Just Your Average Politician
When Fattah talks, particularly when he talks about anything remotely substantive, he likes to use his hands. This should make the folks at the National Highway Traffic Safety Administration shudder in fear, but it’s hard to avoid. Fattah likes to talk. Especially about government and politics and public policy. Spending a day with him is not unlike riding shotgun with the most eager-beaver poli-sci major you’ve ever met. When I ask if he considers any mayor, of any city, a model for what he’d like to do, he launches into a 10-minute monologue touching on the successes and failures of various programs under Henry Cisneros (in San Antonio), Harold Washington (Chicago) and Willie Brown (San Francisco). That, in turn, leads to him talking about how, if he’s elected, he wants to hold a quarterly meeting of former Philadelphia mayors. Which in turn leads to him explaining how he decided to run for mayor in the first place: “I asked myself if there were enough things I could do here vs. what I could do in Washington,” he says. “I decided I only wanted to do it if I felt we could make Philadelphia a lot better. Not a little better. A lot better.”
Though Fattah tends to carry himself with a regal bearing, his comportment belies a sort of secretary-of-the-student-council dorkiness. His daughter Fran, a lawyer with Wolf Block, recalls how when she was growing up, the only place where her father ever told her she could buy anything she wanted was the bookstore. These days, he’ll often call her after he’s seen an article in the New York Times he thinks she should read. “If I haven’t read it by, like, 9 a.m., he gets frustrated,” she says. His son Chip says that though his father is a rabid Eagles fan, if he has to choose between watching the game and watching a news show, he tapes the game. And no matter what he’s doing at home, he constantly checks various news websites. “He’s probably hitting the refresh button as we speak,” says Chip.

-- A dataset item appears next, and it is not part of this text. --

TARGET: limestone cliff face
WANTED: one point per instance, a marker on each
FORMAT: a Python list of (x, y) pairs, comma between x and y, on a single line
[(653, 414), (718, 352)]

He is, by all accounts, a dedicated and enthusiastic parent. Both Fran and Chip, his kids from his first marriage (he also has a young daughter and a stepdaughter with Chenault-Fattah), say that though he was often away from home when they were growing up, he was never out of reach. When Chip was younger, he and Chaka would play tennis every Sunday morning at the local public courts. And at some point each summer, Chip would come downstairs to see his bags packed for a trip, just the two of them. Indeed, if anything, Chaka could be a little overenthusiastic. When Chip was in eighth grade, he went on a visit to Drexel after expressing some interest in becoming an architect. Not long after, Chip received a letter from the president of Drexel encouraging him to maintain his grades and saying that the school looked forward to perhaps having him as a student. Only later did Chip realize that Chaka had asked the president to write the letter. There are, of course, a couple ways to look at that anecdote. If you’re inclined toward Good Chaka, it’s evidence of Fattah simply being a smart, devoted parent. If you’re inclined toward Bad Chaka, it shows a rather striking sense of entitlement.